Authors: Chufo Lloréns
—¿Y qué puede hacer mi pobre persona para ayudaros?
El conde se plantó ante el tuerto.
—¿No lo adivináis?
—Se me va alcanzando, pero no atino —mintió Mainar.
—He pensado que la muerte del albacea complicaría tanto las cosas que el condado podría actuar en nombre de los intereses de la ciudad. Son muchas las personas de Barcelona que dependen de la fortuna de Martí Barbany, y sería responsabilidad de la casa condal administrarla por el bien de sus ciudadanos…
—¿Estáis solicitando de nuevo mis servicios para acabar con la vida de alguien?
—Traedme la cabeza de ese cura y podréis consideraros almotacén de mercados de Barcelona —repuso Berenguer, sin dudarlo un instante.
—Mañana mismo el padre Llobet recibirá un hermoso regalo —sonrió el tuerto.
Pacià y Ahmed
Ahmed había ido a la casa de la plaza de Sant Miquel para ver a su madre, no pasaba semana sin que él y Amina se turnaran y ella era la que le había puesto al corriente del resultado de la pócima de Florinda. Estaba aquella mañana en la cocina hablando con Mariona y Andreu Codina de los tristes sucesos de la muerte del amo y la inexplicable entrada de su asesino en la casa burlando la vigilancia, cuando entró Gaufred, con el semblante adusto. El hombre no podía evitar sentirse culpable por la desgracia acontecida. Primero fue Rashid, y luego Martí Barbany. Nunca podría perdonarse aquellos hechos.
—Parece ser, Ahmed, que alguien ha adivinado que estás aquí y te busca.
—¡Qué extraño! Únicamente mi amigo Manel sabe que venía a visitar a mi madre. ¿Quién es?
—Un tal Pacià, que dice que te conoce. Tal vez cree que todavía vives aquí. Te espera en la puerta. Te acompañaré.
Gaufred y Ahmed partieron hacia la planta principal y salieron al patio de caballos. Allí, junto a la entrada, en la calle, distinguió Ahmed al cochero que la infausta noche de su mal, le ayudó a transportar el cuerpo de Zahira.

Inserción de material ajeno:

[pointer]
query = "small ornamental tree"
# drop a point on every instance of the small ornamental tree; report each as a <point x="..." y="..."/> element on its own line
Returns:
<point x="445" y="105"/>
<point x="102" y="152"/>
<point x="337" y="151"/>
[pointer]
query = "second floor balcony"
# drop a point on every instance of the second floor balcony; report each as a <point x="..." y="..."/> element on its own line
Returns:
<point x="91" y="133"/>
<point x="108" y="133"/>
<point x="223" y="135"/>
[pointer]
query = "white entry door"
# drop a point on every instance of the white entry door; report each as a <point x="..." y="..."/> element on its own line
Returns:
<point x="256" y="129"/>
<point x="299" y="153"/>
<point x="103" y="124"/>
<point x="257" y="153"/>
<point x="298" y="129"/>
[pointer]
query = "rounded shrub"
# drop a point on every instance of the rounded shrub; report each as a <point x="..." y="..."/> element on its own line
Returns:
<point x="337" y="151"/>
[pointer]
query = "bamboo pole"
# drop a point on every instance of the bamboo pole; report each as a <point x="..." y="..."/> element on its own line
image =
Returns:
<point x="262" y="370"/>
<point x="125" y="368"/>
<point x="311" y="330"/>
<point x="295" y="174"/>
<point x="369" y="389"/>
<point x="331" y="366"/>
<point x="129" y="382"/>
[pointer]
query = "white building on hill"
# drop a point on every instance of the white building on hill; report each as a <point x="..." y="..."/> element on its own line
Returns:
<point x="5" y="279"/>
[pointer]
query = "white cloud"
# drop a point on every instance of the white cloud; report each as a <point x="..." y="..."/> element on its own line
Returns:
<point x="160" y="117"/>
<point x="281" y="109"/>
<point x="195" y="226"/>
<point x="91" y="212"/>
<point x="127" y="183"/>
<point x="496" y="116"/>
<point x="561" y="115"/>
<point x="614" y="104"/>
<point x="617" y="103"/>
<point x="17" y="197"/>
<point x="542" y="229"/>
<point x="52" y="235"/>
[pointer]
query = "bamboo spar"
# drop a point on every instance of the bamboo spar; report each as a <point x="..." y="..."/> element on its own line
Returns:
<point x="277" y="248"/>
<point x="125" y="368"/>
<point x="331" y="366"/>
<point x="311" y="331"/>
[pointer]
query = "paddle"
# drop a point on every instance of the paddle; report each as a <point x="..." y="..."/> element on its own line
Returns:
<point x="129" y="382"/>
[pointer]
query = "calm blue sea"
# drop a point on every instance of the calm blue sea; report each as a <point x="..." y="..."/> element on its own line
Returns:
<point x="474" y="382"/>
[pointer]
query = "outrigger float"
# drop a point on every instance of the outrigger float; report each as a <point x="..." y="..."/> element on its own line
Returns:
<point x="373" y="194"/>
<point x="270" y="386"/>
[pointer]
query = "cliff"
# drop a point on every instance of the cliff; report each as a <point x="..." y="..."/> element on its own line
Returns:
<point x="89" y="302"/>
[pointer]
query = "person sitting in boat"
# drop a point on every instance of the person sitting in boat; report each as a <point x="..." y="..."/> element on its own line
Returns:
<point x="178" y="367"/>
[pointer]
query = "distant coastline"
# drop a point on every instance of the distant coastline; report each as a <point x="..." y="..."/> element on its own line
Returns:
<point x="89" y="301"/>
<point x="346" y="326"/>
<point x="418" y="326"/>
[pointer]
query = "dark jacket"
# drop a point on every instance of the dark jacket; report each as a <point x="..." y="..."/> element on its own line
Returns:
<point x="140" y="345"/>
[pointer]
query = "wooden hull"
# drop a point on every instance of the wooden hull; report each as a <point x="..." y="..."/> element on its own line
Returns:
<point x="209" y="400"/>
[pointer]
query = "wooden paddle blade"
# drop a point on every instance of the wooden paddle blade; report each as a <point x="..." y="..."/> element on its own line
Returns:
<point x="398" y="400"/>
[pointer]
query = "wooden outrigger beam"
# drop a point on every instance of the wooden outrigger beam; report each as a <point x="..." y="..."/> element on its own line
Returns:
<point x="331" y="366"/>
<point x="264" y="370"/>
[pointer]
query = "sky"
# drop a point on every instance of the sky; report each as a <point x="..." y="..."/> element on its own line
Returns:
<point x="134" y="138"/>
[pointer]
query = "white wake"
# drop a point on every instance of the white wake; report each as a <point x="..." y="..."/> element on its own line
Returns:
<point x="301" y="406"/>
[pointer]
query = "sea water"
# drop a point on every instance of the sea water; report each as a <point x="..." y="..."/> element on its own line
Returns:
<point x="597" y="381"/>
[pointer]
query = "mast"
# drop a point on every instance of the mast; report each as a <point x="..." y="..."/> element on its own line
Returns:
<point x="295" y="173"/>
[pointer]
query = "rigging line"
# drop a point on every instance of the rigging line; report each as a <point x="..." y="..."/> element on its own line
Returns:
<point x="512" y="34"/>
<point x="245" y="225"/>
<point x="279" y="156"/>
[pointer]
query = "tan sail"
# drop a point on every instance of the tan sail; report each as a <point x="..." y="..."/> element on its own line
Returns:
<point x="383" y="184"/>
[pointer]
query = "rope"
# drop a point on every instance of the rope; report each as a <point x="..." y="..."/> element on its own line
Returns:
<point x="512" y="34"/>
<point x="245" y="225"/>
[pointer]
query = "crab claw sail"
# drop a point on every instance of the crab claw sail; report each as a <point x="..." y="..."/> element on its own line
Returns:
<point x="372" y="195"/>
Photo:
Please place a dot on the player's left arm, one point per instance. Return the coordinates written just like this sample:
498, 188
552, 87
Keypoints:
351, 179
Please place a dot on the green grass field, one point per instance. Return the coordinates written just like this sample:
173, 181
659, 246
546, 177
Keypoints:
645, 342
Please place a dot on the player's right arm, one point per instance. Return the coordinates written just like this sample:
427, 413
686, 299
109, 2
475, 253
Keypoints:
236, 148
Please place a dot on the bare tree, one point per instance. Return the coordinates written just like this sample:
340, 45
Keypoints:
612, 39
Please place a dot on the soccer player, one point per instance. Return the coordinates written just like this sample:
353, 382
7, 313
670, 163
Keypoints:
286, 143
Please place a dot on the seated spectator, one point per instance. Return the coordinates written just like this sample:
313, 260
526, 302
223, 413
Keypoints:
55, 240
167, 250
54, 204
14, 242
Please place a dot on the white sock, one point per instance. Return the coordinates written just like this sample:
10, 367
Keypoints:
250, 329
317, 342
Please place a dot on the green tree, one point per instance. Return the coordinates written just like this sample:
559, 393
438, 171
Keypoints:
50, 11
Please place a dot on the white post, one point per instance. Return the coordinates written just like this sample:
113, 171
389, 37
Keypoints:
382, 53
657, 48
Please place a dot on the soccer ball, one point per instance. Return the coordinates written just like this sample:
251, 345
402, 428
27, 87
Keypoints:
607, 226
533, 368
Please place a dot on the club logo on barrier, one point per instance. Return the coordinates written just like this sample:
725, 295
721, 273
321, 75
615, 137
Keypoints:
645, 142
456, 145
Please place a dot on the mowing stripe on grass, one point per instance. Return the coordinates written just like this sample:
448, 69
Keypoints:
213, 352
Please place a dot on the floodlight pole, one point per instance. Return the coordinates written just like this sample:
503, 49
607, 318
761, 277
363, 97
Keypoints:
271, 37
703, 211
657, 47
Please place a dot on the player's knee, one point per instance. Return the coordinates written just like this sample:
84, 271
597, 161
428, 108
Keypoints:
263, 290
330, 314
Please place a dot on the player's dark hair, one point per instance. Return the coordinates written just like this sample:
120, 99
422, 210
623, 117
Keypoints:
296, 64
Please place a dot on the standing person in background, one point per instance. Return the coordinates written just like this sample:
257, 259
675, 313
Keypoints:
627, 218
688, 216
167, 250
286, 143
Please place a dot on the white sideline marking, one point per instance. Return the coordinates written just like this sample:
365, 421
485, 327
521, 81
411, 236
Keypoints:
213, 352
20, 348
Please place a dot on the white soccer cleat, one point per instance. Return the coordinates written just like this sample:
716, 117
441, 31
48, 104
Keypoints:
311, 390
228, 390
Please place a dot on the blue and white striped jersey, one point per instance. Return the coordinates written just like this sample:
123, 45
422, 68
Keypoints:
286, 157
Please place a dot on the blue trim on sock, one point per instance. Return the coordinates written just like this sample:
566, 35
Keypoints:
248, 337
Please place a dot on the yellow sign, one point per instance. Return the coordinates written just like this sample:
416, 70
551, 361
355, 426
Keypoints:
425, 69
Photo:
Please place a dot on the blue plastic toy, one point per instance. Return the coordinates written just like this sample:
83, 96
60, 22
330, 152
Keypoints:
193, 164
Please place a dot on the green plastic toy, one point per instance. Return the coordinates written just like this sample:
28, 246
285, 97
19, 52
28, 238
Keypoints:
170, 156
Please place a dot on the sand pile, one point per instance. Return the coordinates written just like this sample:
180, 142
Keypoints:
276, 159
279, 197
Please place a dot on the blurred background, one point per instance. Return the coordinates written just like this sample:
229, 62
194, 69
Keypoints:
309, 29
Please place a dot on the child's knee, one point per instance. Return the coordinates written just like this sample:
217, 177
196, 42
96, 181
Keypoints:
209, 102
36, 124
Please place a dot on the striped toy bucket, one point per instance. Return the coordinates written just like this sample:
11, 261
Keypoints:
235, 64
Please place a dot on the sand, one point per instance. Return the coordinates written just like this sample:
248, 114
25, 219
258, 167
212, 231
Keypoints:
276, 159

Al verlo, el corazón le dio un brinco y un cúmulo de recuerdos asaltó su mente.
Ahmed se acercó a él. El hombre, al distinguirlo, se levantó del banco de piedra y aguardó. En la sonrisa de Ahmed tuvo la certeza de que había sido reconocido.
—¿Cómo no iba a recordaros? Sois de las pocas personas con las que me hallo en deuda —dijo Ahmed, tendiéndole la mano.
El otro se la apretó con alivio.
—Nada me debéis, pagasteis generosamente mis servicios y lo que lamento es no haber estado en condiciones de hacéroslo de balde.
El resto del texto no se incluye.